Etats-Unis : Après dix-sept ans d’interruption, le gouvernement décide de reprendre les exécutions fédérales

JUSTICE La décision de l’administration de Donald Trump de reprendre les exécutions fédérales aux Etats-Unis relance le débat sur la peine de mort

G.D. avec AFP

— 

Représentation d'une exécution a mort par injection létale.
Représentation d'une exécution a mort par injection létale. — Florence Durand / SIPA

L’administration républicaine dit « agir au nom du public et des familles ». Le gouvernement de Donald Trump prépare, ce lundi, la reprise des exécutions fédérales interrompues depuis 17 ans aux Etats-Unis. Les proches des victimes, les milieux religieux et l’Union européenne ont exprimé une vive opposition à cette décision.

Sauf si la justice lui accorde un répit à la dernière minute, Daniel Lee, 47 ans, recevra une injection létale de pentobarbital dans la chambre de la mort d’un pénitencier de l’Indiana. Ancien partisan de la suprématie blanche, il a été condamné en 1999 à la peine capitale pour le meurtre d’un couple et d’une fillette de huit ans.

La plupart des crimes sont jugés au niveau des Etats

Deux autres exécutions sont programmées cette semaine, et une quatrième le 28 août. Toutes concernent des hommes condamnés à la peine de mort par des tribunaux fédéraux pour le meurtre d’enfants. Aux Etats-Unis, la plupart des crimes sont jugés au niveau des Etats, mais la justice fédérale peut se saisir des actes les plus graves (attentats, crimes racistes…) ou commis sur des bases militaires, entre plusieurs Etats ou dans des réserves amérindiennes.

Au cours des 45 dernières années, seules trois personnes ont été exécutées au niveau fédéral, dont Timothy McVeigh responsable de l’attentat d’Oklahoma City (168 morts en 1995) en 2001. La dernière exécution fédérale remonte à 2003.

« Irresponsable »

A la surprise générale, le ministre de la Justice Bill Barr a toutefois annoncé il y a un an son intention de renouer avec cette pratique.
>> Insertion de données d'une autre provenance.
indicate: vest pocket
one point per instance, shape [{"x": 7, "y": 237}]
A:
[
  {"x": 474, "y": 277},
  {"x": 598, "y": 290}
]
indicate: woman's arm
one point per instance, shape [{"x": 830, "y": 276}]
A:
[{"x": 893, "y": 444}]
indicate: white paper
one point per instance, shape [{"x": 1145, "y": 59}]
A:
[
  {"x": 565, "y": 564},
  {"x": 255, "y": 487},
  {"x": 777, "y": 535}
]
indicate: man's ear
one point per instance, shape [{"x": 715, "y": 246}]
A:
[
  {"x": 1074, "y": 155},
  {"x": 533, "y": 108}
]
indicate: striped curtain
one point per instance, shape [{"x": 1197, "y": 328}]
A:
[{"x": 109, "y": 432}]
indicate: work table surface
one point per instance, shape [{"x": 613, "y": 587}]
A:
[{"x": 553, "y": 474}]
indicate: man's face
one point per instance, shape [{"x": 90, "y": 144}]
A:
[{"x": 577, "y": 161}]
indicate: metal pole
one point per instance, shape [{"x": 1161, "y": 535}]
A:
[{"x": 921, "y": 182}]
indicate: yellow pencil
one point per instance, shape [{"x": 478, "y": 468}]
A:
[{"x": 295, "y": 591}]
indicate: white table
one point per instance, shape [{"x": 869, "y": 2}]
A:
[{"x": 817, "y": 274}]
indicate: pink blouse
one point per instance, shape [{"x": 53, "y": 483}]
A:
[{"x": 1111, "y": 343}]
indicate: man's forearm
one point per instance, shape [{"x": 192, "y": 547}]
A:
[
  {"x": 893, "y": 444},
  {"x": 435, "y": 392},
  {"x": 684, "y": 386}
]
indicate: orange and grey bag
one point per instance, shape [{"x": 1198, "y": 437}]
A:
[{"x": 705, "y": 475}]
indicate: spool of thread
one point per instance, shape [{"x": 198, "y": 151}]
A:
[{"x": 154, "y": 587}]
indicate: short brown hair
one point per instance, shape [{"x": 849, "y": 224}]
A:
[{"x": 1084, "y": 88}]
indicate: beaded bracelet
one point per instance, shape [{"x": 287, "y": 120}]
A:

Après une série de rebondissements judiciaires, il a fixé, en juin, le calendrier, au moment même où les cas de nouveau coronavirus repartaient à la hausse dans une grande partie du pays.

Or, une exécution implique de nombreuses personnes : « le personnel pénitencier, des avocats, des proches des victimes ou des accusés, des journalistes, un aumônier… », énumère pour l’AFP Robert Dunham, le directeur du Centre d’information sur la peine de mort (DPIC) qui fait référence sur le sujet. C’est « irresponsable de vouloir mener autant d’exécutions en si peu de temps » dans ce contexte de crise sanitaire, ajoute-t-il, en dénonçant une « instrumentalisation politique de la peine capitale ».

Electeurs républicains favorables à 77 %

Selon les sondages, le soutien pour la peine de mort s’est érodé chez les Américains mais reste fort chez les électeurs républicains qui sont 77 % à y être favorables pour les meurtriers. Devant ses partisans, Donald Trump, qui espère décrocher un second mandat le 3 novembre, réclame régulièrement un usage renforcé de cette sanction ultime, notamment pour les tueurs de policiers ou les trafiquants de drogue.

A l’approche de l’échéance, les appels se sont toutefois multipliés pour que le locataire de la Maison Blanche fasse preuve de clémence envers Daniel Lee. « En tant que partisane du président Trump, je prie pour qu’il entende mon message : l’exécution de Danny Lee pour le meurtre de ma fille et de ma petite-fille n’est pas ce que je veux et apportera plus de douleur à ma famille », a notamment déclaré Earlene Peterson, mère de Nancy Mueller, assassinée en 1996, dans une lettre ouverte adressée au milliardaire new-yorkais.

« Abolir la peine de mort »

De leur côté, un millier de responsables religieux, catholiques et évangéliques, ont appelé le président à se « concentrer sur la protection de la vie et non sur les exécutions » en ces temps de Covid-19.

Et, vendredi, l’Union européenne lui a demandé de « reconsidérer » une position qui, selon elle, « va à l’encontre d’une tendance générale aux Etats-Unis et dans le monde d’abolir la peine de mort, par la loi ou en pratique ». De fait, 22 exécutions ont eu lieu en 2019 aux Etats-Unis et sept depuis le début de l'année.